What is a short sale?
A short sale is simply a real estate transaction where a property is sold for less than the amount owed to the lender, with that lender's permission.  This is often the case when a borrower is not in a position to continue making payments on the loan, or has already fallen behind on payments.  At the same time, the home's value has declined and any realistic sale price would not cover the balance on the loan.  This is when a lender will consider accepting less than what is owed.

Who benefits from a short sale?
Although it sounds like someone is losing money, it's more a case of losing less money than more.  The longer the borrower doesn't make payments, the more the lender has to spend on taxes, maintenance, attorney fees, eviction, etc.  If the occupants aren't paying the mortgage, in all likelihood, they're not fixing the leaky roof, replacing the broken windows or investing in improvements.  And with current backlogs, some borrowers could end up staying in the property many months without making payments.  So, it's often in the lender's best interest to accept a payment from another buyer for less than what the borrower owes, particularly if there are an abundance of homes for sale in the area, the value is declining and the property is deteriorating.

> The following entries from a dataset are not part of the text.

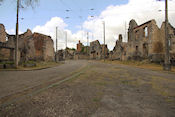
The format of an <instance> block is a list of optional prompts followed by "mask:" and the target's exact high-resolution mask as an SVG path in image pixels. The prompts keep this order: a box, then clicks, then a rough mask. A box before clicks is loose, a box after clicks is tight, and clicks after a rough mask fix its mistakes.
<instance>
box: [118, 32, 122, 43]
mask: <svg viewBox="0 0 175 117" xmlns="http://www.w3.org/2000/svg"><path fill="white" fill-rule="evenodd" d="M118 38H119V42H122V41H123V37H122V34H119V37H118Z"/></svg>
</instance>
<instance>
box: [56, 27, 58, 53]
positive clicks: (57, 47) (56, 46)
mask: <svg viewBox="0 0 175 117" xmlns="http://www.w3.org/2000/svg"><path fill="white" fill-rule="evenodd" d="M57 30H58V27H56V52H57V50H58V44H57V43H58V38H57Z"/></svg>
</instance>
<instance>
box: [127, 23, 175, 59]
mask: <svg viewBox="0 0 175 117" xmlns="http://www.w3.org/2000/svg"><path fill="white" fill-rule="evenodd" d="M168 27H169V34H170V35H171V38H170V50H171V51H170V52H171V56H172V55H173V53H174V47H175V43H174V41H175V30H174V28H173V27H172V26H171V25H170V24H169V26H168ZM164 39H165V34H164V23H162V26H161V28H159V27H158V26H157V25H156V21H155V20H150V21H148V22H145V23H143V24H141V25H138V24H137V23H136V21H135V20H131V21H130V23H129V29H128V44H127V53H126V56H127V58H128V59H134V60H136V59H149V60H151V61H155V62H160V61H162V60H163V56H164V51H165V50H164V48H165V40H164Z"/></svg>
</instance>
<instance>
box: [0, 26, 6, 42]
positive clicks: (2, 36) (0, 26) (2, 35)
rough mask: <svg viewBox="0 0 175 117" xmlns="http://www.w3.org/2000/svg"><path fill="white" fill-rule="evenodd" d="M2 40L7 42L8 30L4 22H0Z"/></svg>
mask: <svg viewBox="0 0 175 117" xmlns="http://www.w3.org/2000/svg"><path fill="white" fill-rule="evenodd" d="M0 35H1V36H0V42H6V32H5V27H4V25H3V24H0Z"/></svg>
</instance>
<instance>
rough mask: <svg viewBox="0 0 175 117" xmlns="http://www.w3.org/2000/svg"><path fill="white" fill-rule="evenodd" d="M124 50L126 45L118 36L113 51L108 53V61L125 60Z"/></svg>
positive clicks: (125, 43) (122, 40)
mask: <svg viewBox="0 0 175 117" xmlns="http://www.w3.org/2000/svg"><path fill="white" fill-rule="evenodd" d="M126 48H127V43H126V42H123V39H122V35H121V34H120V35H119V38H118V40H117V41H116V45H115V47H114V49H113V51H112V52H111V53H110V59H112V60H126Z"/></svg>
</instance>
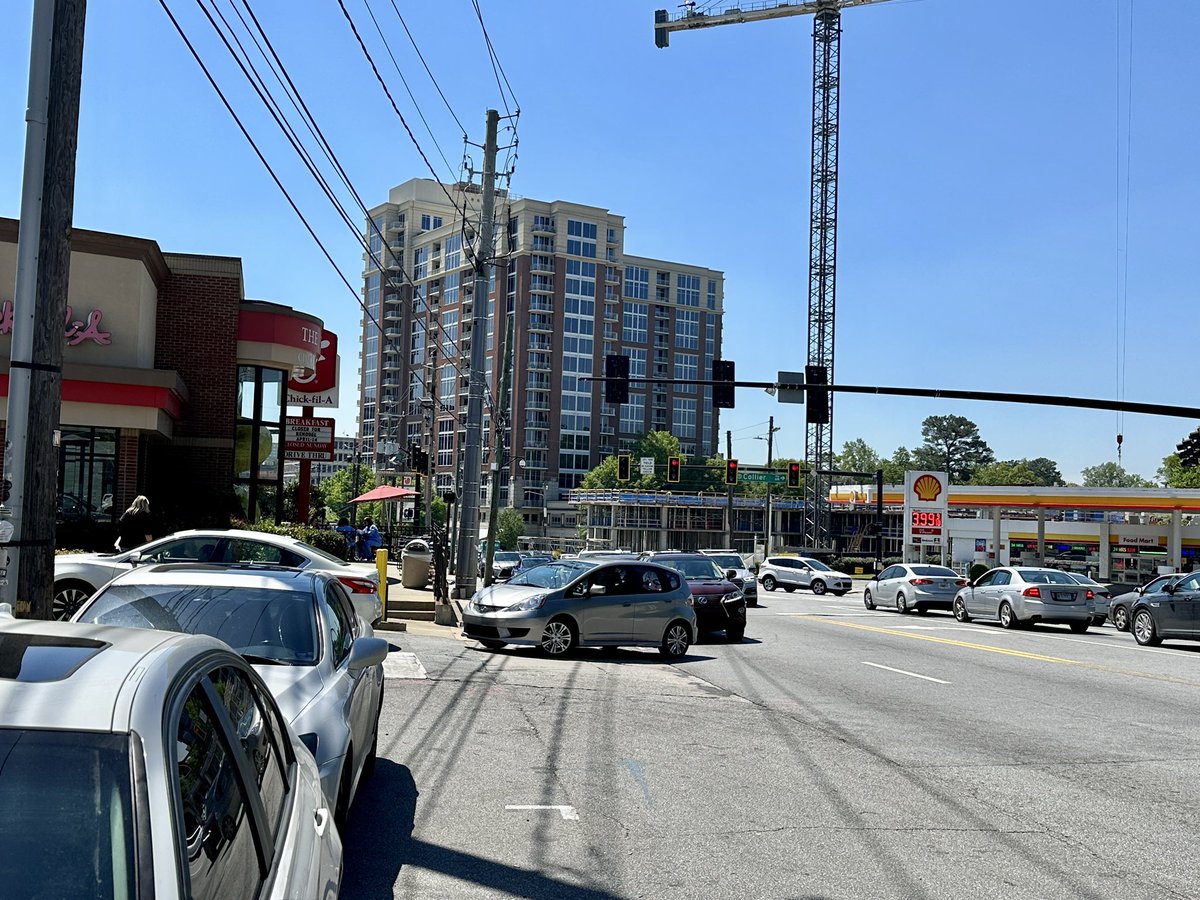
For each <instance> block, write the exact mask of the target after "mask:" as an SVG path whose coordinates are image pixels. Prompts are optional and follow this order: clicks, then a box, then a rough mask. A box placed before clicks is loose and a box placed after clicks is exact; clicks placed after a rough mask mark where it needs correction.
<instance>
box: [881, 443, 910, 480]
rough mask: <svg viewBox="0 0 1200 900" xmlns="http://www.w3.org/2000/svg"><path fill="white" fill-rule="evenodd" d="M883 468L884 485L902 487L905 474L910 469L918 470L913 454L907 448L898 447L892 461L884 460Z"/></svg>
mask: <svg viewBox="0 0 1200 900" xmlns="http://www.w3.org/2000/svg"><path fill="white" fill-rule="evenodd" d="M881 464H882V466H883V484H886V485H902V484H904V473H906V472H908V470H910V469H914V468H917V463H914V462H913V460H912V454H911V452H910V451H908V448H906V446H898V448H896V451H895V452H894V454H892V458H890V460H882V461H881Z"/></svg>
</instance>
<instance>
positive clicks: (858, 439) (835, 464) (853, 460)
mask: <svg viewBox="0 0 1200 900" xmlns="http://www.w3.org/2000/svg"><path fill="white" fill-rule="evenodd" d="M833 467H834V468H835V469H841V470H842V472H876V470H877V469H880V468H882V467H883V460H882V458H881V457H880V455H878V454H877V452H875V450H874V449H872V448H871V445H870V444H868V443H866V442H865V440H864V439H863V438H854V439H853V440H847V442H846V443H845V444H842V445H841V452H840V454H838V455H836V456H834V466H833ZM836 480H838V481H846V482H852V481H860V480H862V479H852V478H839V479H836Z"/></svg>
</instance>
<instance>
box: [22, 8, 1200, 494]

Borrowers, of course benefit because they are relieved from the burden of their monthly payments which they cannot afford.  A short sale usually takes place prior to foreclosure, therefore, a foreclosure doesn't appear on the borrower's credit record.

Buyers benefit as well.  They are often purchasing a property at a price they've negotiated to well below market-value.

Lenders benefit by making the sales cycle quicker; avoiding the time and expense of the foreclosure process, and unnecessarily adding to their REO inventory.

What's necessary for a successful short sale?
First, of course, you need a seller who is willing to part with their home, and has accepted the fact that they're not going to make a profit from the sale.  There are more borrowers in this position than ever before.  Those who recognize that they must do something usually call their lender and explain that they can't make the next payment or they anticipate this scenario in the near future.  Many times, if the lender can't work out a different payment arrangement, they'll tell the borrower that the best option is a short sale.  Too many borrowers simply don't make the next payment and then avoid the phone calls & letters from their lender.

Lenders require a "hardship package" from the borrower.  This is similar to the original loan application, only in reverse.  They'll want to know the borrower's current financial situation proving why they can't continue to make payments as promised.  They'll also want to know about current and recently sold homes in the area, as well as the condition of the property.

Along with the hardship package, the borrower must submit a formal contract of sale between buyer and seller.  After reviewing the paperwork, the lender has the option of accepting or rejecting the buyer's offer or making a counter-offer.  Typically, the contract must be written in a way that assures the lender that the buyer is paying for all costs associated with the transaction, that there are no contingencies, and that the seller is not walking away with any cash from the deal.

In the past, lenders had the option to "bill" the borrower for the difference between the sale price and what was owed by way of a deficiency judgment or 1099, however, after the signing of The Mortgage Forgiveness Debt Relief Act of 2007 by former President Bush, amendments have been made to remove such tax liability and allow the borrower and lender to work freely together to find a common solution that is beneficial to both parties.  This protection is limited to primary residences so consultation with a tax advisor is necessary to ensure that a borrower qualifies.